El Reino de Dios y la desigualdad social

En párrafos anteriores hablamos del interés del sabio en la vida cotidiana. Jesús no abandona esa preocupación. El interés de Jesús en el tema del Reino no es una preocupación teológica abstracta. De hecho, su anuncio del Reino de Dios tiene en su base una preocupación por la desigualdad social y económica de Galilea, tesis que sostiene, por ejemplo, Bruce Malina. La mayoría de las parábolas sobre el Reino no son simplemente metáforas pedagógicas para hablar de un asunto totalmente distinto al tema del que tratan. Abordan una preocupación extendida en la población empobrecida: la pobreza, la miseria, la desigualdad.
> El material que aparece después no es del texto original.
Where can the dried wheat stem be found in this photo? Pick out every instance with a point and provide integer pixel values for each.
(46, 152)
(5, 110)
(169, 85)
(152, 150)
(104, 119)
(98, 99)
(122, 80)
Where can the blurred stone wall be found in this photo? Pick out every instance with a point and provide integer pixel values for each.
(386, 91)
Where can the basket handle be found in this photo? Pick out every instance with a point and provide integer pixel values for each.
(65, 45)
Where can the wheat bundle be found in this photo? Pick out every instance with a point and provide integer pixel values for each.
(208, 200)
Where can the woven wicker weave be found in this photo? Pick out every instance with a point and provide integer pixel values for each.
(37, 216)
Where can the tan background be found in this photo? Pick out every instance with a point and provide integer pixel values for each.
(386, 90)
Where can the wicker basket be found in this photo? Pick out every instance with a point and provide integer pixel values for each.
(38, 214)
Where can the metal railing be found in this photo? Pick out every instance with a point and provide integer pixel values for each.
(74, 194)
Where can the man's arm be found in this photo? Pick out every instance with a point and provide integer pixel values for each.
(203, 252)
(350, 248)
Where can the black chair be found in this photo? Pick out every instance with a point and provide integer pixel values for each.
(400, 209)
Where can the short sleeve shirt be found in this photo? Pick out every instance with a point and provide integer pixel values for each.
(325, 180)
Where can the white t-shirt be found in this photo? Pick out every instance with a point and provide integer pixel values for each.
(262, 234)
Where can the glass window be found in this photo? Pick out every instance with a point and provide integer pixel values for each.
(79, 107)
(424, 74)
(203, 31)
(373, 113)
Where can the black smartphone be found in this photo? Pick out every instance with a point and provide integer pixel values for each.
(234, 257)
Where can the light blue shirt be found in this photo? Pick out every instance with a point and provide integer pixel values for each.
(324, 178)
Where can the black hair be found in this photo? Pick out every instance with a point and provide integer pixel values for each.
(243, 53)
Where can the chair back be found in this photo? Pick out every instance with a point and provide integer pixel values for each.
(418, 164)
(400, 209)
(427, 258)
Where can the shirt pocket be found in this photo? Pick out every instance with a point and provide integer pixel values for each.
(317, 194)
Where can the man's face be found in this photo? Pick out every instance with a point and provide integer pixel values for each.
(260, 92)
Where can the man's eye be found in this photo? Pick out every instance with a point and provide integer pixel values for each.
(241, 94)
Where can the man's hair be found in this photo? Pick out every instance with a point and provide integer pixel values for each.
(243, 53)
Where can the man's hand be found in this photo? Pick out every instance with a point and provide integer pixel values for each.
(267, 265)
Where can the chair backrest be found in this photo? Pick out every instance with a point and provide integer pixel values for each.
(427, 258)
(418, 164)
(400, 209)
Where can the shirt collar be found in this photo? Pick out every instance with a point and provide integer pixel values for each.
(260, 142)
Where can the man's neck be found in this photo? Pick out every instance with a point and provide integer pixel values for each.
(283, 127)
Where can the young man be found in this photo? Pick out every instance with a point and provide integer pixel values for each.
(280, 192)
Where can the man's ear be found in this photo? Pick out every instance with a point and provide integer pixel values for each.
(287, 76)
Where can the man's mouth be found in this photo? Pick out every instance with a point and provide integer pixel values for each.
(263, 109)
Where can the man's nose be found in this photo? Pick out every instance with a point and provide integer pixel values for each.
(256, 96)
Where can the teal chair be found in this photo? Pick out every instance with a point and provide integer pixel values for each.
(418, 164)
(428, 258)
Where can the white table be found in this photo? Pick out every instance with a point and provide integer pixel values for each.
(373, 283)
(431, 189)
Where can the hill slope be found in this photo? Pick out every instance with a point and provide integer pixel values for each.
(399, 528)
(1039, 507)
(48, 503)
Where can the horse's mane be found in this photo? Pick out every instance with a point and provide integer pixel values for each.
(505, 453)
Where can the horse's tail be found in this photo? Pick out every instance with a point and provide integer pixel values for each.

El Reino de Dios es la propuesta de Jesús para enfrentar las desigualdades sociales que precarizaban la vida de la sociedad mediterránea. La teología conceptualista occidental ha presentado la predicación de Jesús sobre el Reino como una realidad espiritual y moral, despojándolo de su fuerza transformadora de las relaciones socioeconómicas.

La parábola de Mateo, entonces, debería ser leída más literalmente, en relación a las deudas económicas que vinculan a diferentes actores de la sociedad. Un ejemplo contemporáneo en el que se podría aplicar la parábola de Mateo es en los casos en que el Estado hace «perdonazos» de deudas a las grandes empresas de retail, las poderosas multitiendas, mientras que éstas últimas atosigan a sus pequeños clientes por sus deudas de consumo.